Les Turcs ne sont pas , à mon sens, tant à craindre ni à redouter que je l'ai autrefois entendu dire et que je l'aurais pensé, bien que je ne veuille pas les blâmer car je les ai trouvés sincères et loyaux. Je crois, et cela est visible, que là où ils se sont trouvés, ils ont agi avec courage jusqu'ici. Mais il me semble que des personnes bien dirigées n'auraient ni mal ni difficulté à les battre et à les mettre en déroute, vu qu'ils sont désarmés. Il me semble que j'oserais bien les combattre avec la moitié, voir moins d'hommes qu'eux, à condition qu'il y eût un prince bien obéi et qu'il voulût agir en suivant l'avis de ceux qui connaissent leur manière de faire la guerre.
Je rencontrai dans la ville de Larende un noble chypriote du nom de Lyachin Castrico, et un autre dénommé Léonce Machéras; ils parlaient assez bien français. Ils me demandèrent qui j'étais et comment j'étais arrivé là. Je leur répondis que j'étais au service de monseigneur le duc de Bourgogne et que j'étais parti de Jérusalem et Damas avec la caravane; ils furent bien étonnés que j'eusse pu passer jusque là. Ils me demandèrent où je voulais aller. Je leur répondis que je m'en aller en France vers mon seigneur par voie de terre. Ils me dirent que ce serait là chose impossible et que, si j'avais mille vies, je les aurais perdues avant d'y parvenir.

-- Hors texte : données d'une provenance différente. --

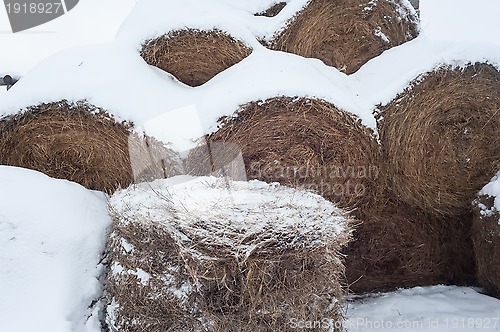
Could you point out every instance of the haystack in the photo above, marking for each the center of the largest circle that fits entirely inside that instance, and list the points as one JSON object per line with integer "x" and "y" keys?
{"x": 298, "y": 142}
{"x": 194, "y": 56}
{"x": 441, "y": 138}
{"x": 273, "y": 10}
{"x": 347, "y": 33}
{"x": 211, "y": 254}
{"x": 486, "y": 238}
{"x": 84, "y": 144}
{"x": 401, "y": 246}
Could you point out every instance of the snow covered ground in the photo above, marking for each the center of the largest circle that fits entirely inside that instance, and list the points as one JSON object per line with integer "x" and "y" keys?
{"x": 52, "y": 232}
{"x": 52, "y": 237}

De ce moment, je suis resté plus proche d'eux (turcs) que je ne l'avais été. Ce sont des personnes très charitables les unes envers les autres, et leur foi est solide. J'ai souvent observé que lorsque nous mangions, s'il passait un pauvre près d'eux, ils le faisaient venir manger avec nous, ce que nous ne ferions pas.[...]
Les Turcs sont gais, joyeux et chantent volontiers des chansons de geste; celui qui veut vivre avec eux ne doit pas être soucieux ni mélancolique, mais il lui faut être avenant.
Ce sont des hommes (turcs) très obéissants à leur seigneur et il n'est personne, si haut placé soit-il, qui, même au prix de sa vie, n'oserait enfreindre son commandement. Je crois que c'est une des choses qui lui a permis de faire des grandes actions et d'importantes conquêtes guerrières, et le territoire qu'il a ainsi gagné est beaucoup plus vaste que ne l'est le royaume de France, ce qui est bien malheureux à voir.